Meet the professional ballerina with several alter egos

James B. Whiteside is a triple-threat act.

“Performing, for me, is the culmination of a lot of work,” Whiteside told In The Know. “I step out on stage and I become a different person.”

That’s many different people to be exact. Whiteside has been a principal ballet dancer with the American Ballet Theatre since 2012, goes by the stage name JbDubs to produce electronic dance hall music and performs as a drag queen throughout New York City — to name a few major highlights from his impressive resume.

Whiteside has been dancing since he was nine but didn’t start training in classical ballet until he was a teenager. “When I was younger, I felt a lot of insecurity when I was dancing, actually,” Whiteside said. “I was very self-aware in a negative way.”

Credit: Cyle Suesz for In The Know

A lot has changed since then. “As I get older and I gain confidence and experience, I can actually lose my insecurity while I’m on stage. And those are the times when I really feel like I might be doing the right thing.”

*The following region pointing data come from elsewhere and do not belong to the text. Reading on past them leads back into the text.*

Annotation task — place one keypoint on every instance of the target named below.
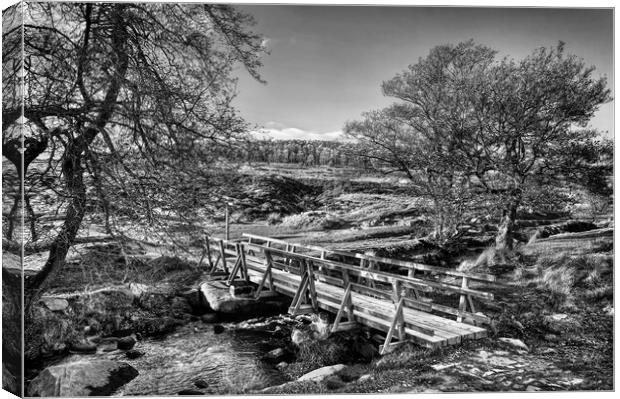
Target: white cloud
(277, 131)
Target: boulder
(133, 354)
(275, 354)
(190, 392)
(200, 383)
(126, 343)
(138, 289)
(322, 373)
(194, 299)
(209, 317)
(180, 307)
(85, 378)
(55, 304)
(219, 298)
(517, 343)
(333, 382)
(83, 347)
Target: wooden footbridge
(432, 306)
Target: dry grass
(564, 276)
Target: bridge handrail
(396, 262)
(380, 276)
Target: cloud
(278, 131)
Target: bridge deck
(393, 313)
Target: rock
(190, 392)
(275, 354)
(84, 378)
(278, 332)
(551, 338)
(83, 347)
(122, 333)
(193, 298)
(138, 289)
(200, 383)
(241, 291)
(517, 343)
(134, 354)
(55, 304)
(209, 317)
(439, 367)
(333, 382)
(322, 373)
(299, 336)
(180, 307)
(218, 296)
(364, 349)
(126, 343)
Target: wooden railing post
(208, 245)
(310, 272)
(223, 256)
(462, 301)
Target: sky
(326, 63)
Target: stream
(229, 362)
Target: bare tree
(131, 99)
(500, 124)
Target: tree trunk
(74, 183)
(12, 345)
(504, 240)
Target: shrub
(274, 218)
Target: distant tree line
(300, 152)
(465, 122)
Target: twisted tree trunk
(504, 240)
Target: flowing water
(229, 362)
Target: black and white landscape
(213, 199)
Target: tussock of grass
(274, 218)
(408, 356)
(561, 275)
(321, 353)
(312, 220)
(240, 383)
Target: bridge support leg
(305, 291)
(345, 306)
(267, 274)
(397, 325)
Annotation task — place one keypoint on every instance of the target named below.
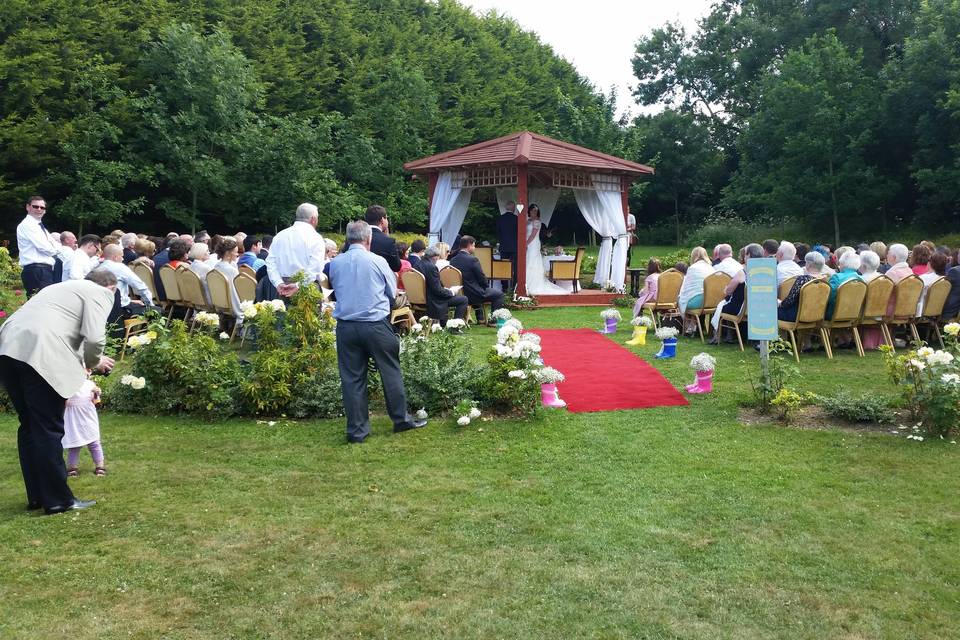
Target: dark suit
(475, 284)
(386, 247)
(439, 298)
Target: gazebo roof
(525, 147)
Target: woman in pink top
(649, 291)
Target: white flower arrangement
(665, 333)
(548, 375)
(703, 362)
(611, 314)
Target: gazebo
(528, 167)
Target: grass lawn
(664, 523)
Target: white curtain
(603, 211)
(448, 210)
(546, 199)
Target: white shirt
(729, 266)
(34, 243)
(788, 269)
(81, 265)
(297, 248)
(126, 278)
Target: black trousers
(35, 277)
(39, 438)
(357, 342)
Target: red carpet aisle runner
(601, 375)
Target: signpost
(762, 308)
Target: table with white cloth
(566, 284)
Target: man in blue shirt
(365, 287)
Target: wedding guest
(366, 287)
(649, 291)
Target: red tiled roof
(524, 147)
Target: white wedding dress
(537, 283)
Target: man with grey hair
(297, 248)
(45, 347)
(787, 266)
(365, 288)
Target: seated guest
(439, 298)
(475, 284)
(726, 263)
(691, 292)
(126, 279)
(787, 310)
(199, 256)
(649, 291)
(786, 266)
(869, 263)
(251, 254)
(417, 248)
(735, 291)
(848, 264)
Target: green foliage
(857, 408)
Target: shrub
(864, 408)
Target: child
(81, 427)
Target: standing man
(45, 347)
(365, 288)
(297, 248)
(37, 250)
(382, 244)
(507, 237)
(475, 284)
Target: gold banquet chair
(810, 313)
(847, 309)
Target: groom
(507, 236)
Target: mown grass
(664, 523)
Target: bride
(537, 283)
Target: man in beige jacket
(45, 348)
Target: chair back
(145, 273)
(246, 287)
(784, 290)
(451, 277)
(713, 286)
(813, 302)
(936, 297)
(415, 286)
(878, 297)
(908, 292)
(485, 256)
(168, 276)
(849, 301)
(219, 289)
(668, 286)
(191, 288)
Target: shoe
(76, 505)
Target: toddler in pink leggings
(81, 428)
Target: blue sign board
(762, 299)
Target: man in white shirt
(297, 248)
(37, 249)
(126, 278)
(787, 266)
(727, 263)
(85, 257)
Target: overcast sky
(597, 36)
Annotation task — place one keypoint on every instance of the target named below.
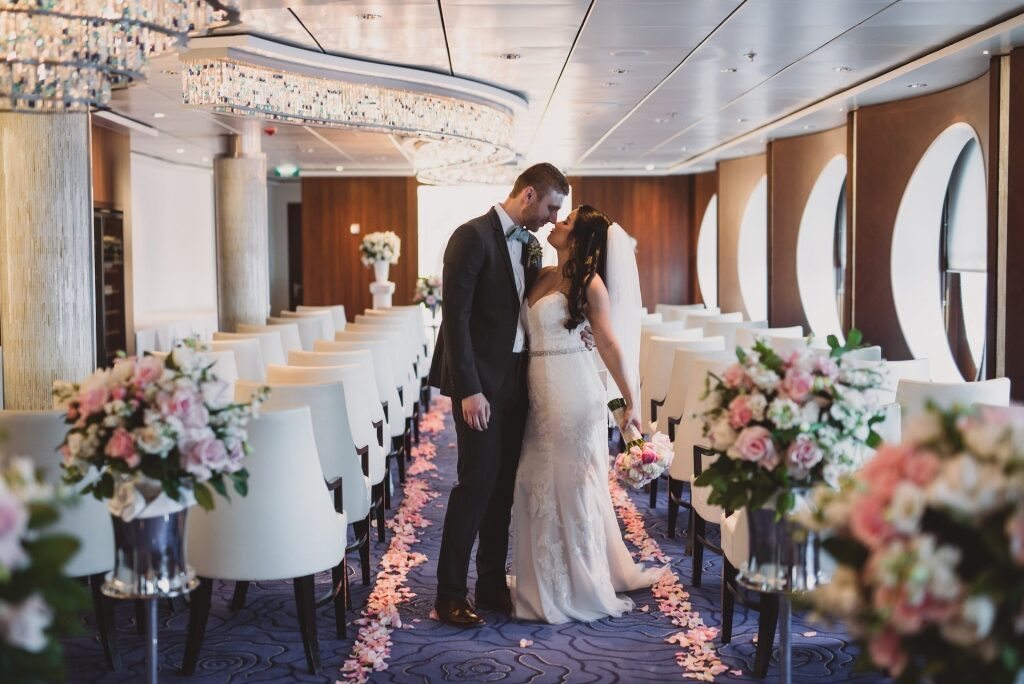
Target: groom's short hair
(543, 177)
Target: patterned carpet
(261, 642)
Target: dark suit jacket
(480, 307)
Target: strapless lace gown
(568, 558)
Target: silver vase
(150, 558)
(783, 556)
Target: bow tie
(517, 232)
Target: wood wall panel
(889, 139)
(736, 179)
(705, 187)
(657, 212)
(794, 167)
(332, 272)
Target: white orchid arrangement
(929, 537)
(778, 424)
(384, 246)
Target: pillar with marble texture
(243, 257)
(47, 289)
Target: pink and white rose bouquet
(38, 603)
(929, 540)
(153, 426)
(783, 423)
(644, 461)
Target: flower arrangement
(778, 424)
(380, 247)
(156, 429)
(38, 604)
(929, 540)
(644, 462)
(428, 292)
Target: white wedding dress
(568, 558)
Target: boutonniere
(535, 254)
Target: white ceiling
(613, 86)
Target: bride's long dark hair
(588, 258)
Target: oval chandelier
(67, 55)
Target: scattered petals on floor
(380, 616)
(698, 659)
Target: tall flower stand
(382, 294)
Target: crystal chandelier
(66, 55)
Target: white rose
(24, 625)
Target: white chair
(270, 348)
(310, 329)
(913, 396)
(337, 313)
(37, 434)
(248, 357)
(745, 337)
(286, 528)
(289, 333)
(324, 315)
(727, 329)
(223, 364)
(340, 462)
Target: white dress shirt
(515, 253)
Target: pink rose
(739, 412)
(797, 384)
(755, 444)
(121, 445)
(867, 521)
(733, 376)
(803, 455)
(887, 652)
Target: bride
(568, 556)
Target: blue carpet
(261, 642)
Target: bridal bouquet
(929, 537)
(380, 247)
(428, 291)
(38, 603)
(778, 424)
(158, 431)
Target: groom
(480, 362)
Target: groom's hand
(476, 412)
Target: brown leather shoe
(499, 600)
(457, 612)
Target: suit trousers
(480, 503)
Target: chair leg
(239, 598)
(306, 604)
(339, 578)
(697, 532)
(103, 607)
(728, 600)
(361, 528)
(767, 621)
(198, 615)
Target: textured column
(243, 259)
(47, 292)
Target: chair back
(248, 357)
(287, 526)
(337, 313)
(289, 333)
(335, 444)
(727, 329)
(325, 316)
(269, 344)
(37, 434)
(310, 329)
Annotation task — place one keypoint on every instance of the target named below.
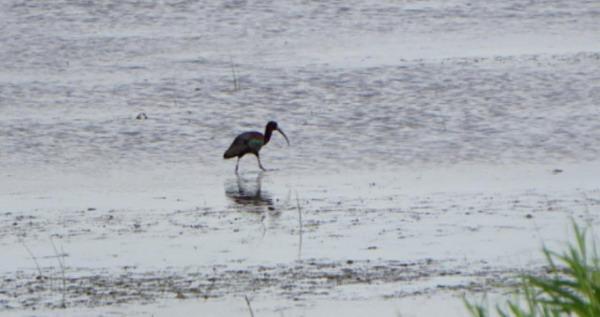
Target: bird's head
(272, 125)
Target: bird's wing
(245, 143)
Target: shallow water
(355, 85)
(427, 139)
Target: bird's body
(251, 142)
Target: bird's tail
(229, 153)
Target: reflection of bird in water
(251, 142)
(248, 196)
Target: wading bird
(252, 142)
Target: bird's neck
(268, 133)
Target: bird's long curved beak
(285, 136)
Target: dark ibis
(252, 142)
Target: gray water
(355, 84)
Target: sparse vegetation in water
(571, 289)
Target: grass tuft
(572, 287)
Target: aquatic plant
(572, 287)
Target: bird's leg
(259, 164)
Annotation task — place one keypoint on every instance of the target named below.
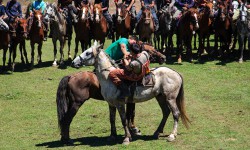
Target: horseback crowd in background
(158, 20)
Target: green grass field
(217, 100)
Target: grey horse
(168, 91)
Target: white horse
(168, 91)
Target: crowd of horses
(192, 22)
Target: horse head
(192, 13)
(98, 12)
(146, 15)
(22, 26)
(122, 12)
(38, 17)
(88, 56)
(154, 54)
(84, 11)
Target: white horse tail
(181, 106)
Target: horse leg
(61, 53)
(241, 42)
(24, 51)
(130, 114)
(21, 52)
(32, 54)
(161, 99)
(76, 47)
(121, 110)
(39, 56)
(55, 52)
(112, 116)
(14, 56)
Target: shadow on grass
(94, 141)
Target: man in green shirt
(120, 48)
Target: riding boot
(124, 91)
(110, 30)
(73, 15)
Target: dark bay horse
(223, 30)
(123, 22)
(4, 44)
(82, 29)
(75, 89)
(57, 21)
(36, 36)
(99, 26)
(187, 25)
(21, 35)
(145, 27)
(205, 22)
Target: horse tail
(27, 12)
(62, 100)
(181, 106)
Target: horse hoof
(136, 131)
(111, 138)
(68, 142)
(156, 135)
(171, 138)
(179, 61)
(126, 141)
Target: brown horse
(187, 24)
(205, 22)
(145, 27)
(82, 29)
(223, 31)
(99, 27)
(36, 36)
(74, 90)
(123, 21)
(5, 41)
(21, 35)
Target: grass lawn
(217, 101)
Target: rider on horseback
(38, 5)
(182, 6)
(3, 25)
(136, 67)
(106, 14)
(131, 9)
(13, 10)
(151, 5)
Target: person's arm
(130, 5)
(19, 8)
(124, 50)
(191, 4)
(8, 10)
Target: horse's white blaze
(196, 21)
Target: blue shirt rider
(151, 5)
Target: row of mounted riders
(204, 19)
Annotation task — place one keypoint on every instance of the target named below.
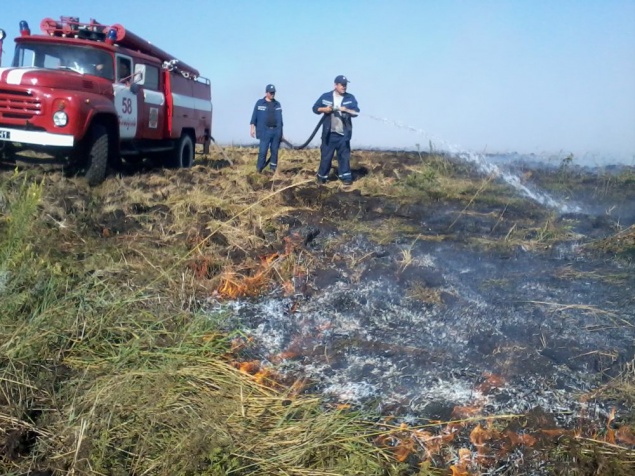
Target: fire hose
(309, 139)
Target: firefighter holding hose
(338, 107)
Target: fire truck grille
(18, 105)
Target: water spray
(477, 159)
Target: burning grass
(112, 364)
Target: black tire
(182, 157)
(97, 158)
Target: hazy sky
(529, 76)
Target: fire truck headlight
(60, 118)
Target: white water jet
(484, 166)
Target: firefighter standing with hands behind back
(266, 125)
(339, 108)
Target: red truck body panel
(94, 71)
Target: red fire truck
(93, 94)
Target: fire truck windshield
(81, 59)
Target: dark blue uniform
(267, 117)
(333, 142)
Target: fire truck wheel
(97, 160)
(183, 155)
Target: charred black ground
(427, 292)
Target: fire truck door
(125, 100)
(151, 101)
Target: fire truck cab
(93, 94)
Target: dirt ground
(412, 303)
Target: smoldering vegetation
(430, 318)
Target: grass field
(111, 363)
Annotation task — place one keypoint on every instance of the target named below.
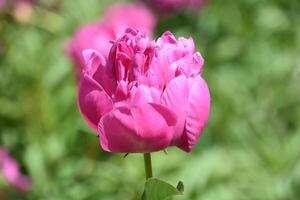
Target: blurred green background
(249, 150)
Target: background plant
(250, 149)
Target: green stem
(148, 166)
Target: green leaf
(156, 189)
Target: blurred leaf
(156, 189)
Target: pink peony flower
(2, 5)
(11, 172)
(98, 35)
(175, 5)
(147, 96)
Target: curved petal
(138, 129)
(96, 68)
(93, 59)
(93, 101)
(197, 112)
(175, 97)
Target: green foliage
(156, 189)
(249, 150)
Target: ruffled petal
(93, 101)
(97, 69)
(137, 129)
(197, 112)
(175, 97)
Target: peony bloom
(147, 96)
(2, 5)
(98, 35)
(175, 5)
(9, 168)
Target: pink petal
(92, 59)
(93, 100)
(138, 129)
(97, 69)
(175, 97)
(197, 112)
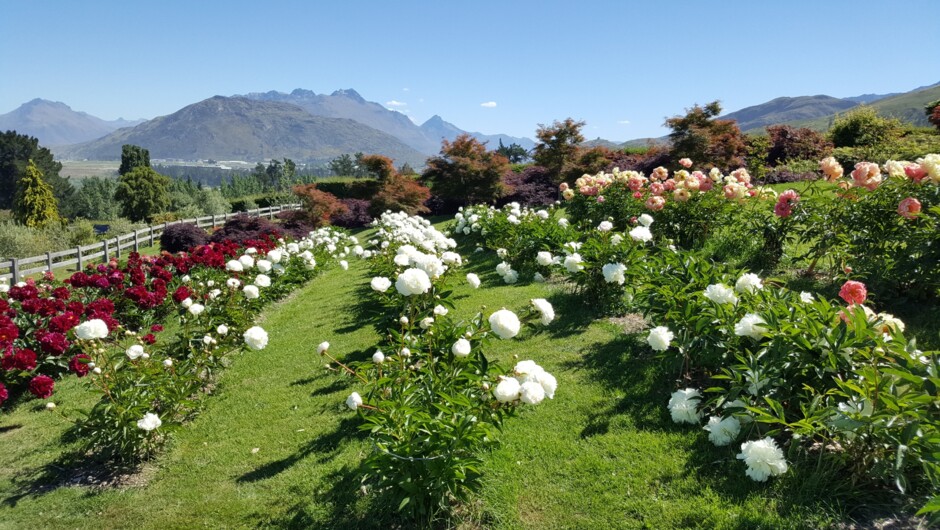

In ballet, principal dancers are respected throughout the dance world and also earn the biggest, headlining roles. To earn a spot requires years of learning technique and working up the ladder — sometimes rehearsing for 12 hours a day.

“With classical ballet, I reign in my character a little bit,” Whiteside explains. “But I need an outlet, so that’s why I created my alter egos.”

JbDubs — Whiteside’s “pop star alter ego” — racks up hundreds of thousands of videos on YouTube, where Whiteside posts a mix of his original tracks and music videos. Whiteside also performs drag as Ühu Betch throughout New York City, along with his boyfriend Dan, in a group called the Dairy Queens.

“Being myself or not being myself doesn’t really feel like a question. It’s a very obvious choice for me and I’ve been very fortunate to be able to express myself,” Whiteside said. “‘Black Swan’ would have you believe that we’re all insane and horrible to each other, but we’re really supportive, kind people.”

Credit: Cyle Suesz for In The Know

To fulfill all of these creative roles, Whiteside works hard every day. It helps tremendously that he’s come to a place in his career and life as a dancer to feel content with everything going on around him.

“I always really was comfortable with myself — it’s other people who weren’t comfortable with me,” he said. “And so, to have a space where you could be embraced and all that bull**** flies away, and you’ve got music and work. And I just dance.”